一个看模样大约四十的中年人,背对着离三,他一脚踩在凳面上,另一条腿不停地晃悠,手摸了摸赤脚片子,神情颇为得意。也确实该得意,光今天晚上,他赚的就有好几张棕色的伍圆,而这把,他又抓了一手好牌,赢是**不离十。

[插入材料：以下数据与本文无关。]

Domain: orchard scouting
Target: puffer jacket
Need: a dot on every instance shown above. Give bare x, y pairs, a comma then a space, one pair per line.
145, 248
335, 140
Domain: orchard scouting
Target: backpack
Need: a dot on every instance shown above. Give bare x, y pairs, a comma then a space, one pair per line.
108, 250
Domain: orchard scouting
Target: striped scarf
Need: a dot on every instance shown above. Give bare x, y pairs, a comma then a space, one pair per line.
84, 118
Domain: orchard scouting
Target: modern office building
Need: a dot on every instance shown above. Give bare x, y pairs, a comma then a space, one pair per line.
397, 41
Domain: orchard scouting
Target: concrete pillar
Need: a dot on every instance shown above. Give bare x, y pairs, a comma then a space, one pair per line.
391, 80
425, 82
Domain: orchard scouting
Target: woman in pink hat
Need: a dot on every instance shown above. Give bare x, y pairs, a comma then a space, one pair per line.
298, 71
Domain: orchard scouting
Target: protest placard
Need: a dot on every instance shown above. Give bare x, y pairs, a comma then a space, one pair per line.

坐在他右手边的,一边理牌,一边嘟囔:“嘿,老孙,你今天的手气够邪乎的!”
“是挺邪门,连着三把,把把王炸带炸弹。”
坐老孙左手边的歪着脑袋,耷拉肩膀,看上去有些散漫。“哎,老孙,你该不会出老千吧?”
“啥!手气旺就是出老千,这是嘛道理!”
一听怀疑他作弊,老孙出牌的手顿了顿,瞪大着眼看向交好的牌友,冲他们发火说:“我说老王,你好歹跟俺老孙打了这么久的牌,俺啥牌品你还不清楚?”
老王瘪瘪嘴,发酸说:“那也不该把把这样啊!”
“咋滴!听你的意思,还觉着俺出千?”
老孙当即一拍桌子,举起手作赌誓状,“好,那俺发誓。小李,老王,亮子,你们都给俺作个见证。要是俺当真出老千的话,那俺就是他、娘是后娘养的,生……”
“嗳,老王他不是输红了眼瞎说糊话嘛!老孙,快把手搁下,别扫了打牌的兴。”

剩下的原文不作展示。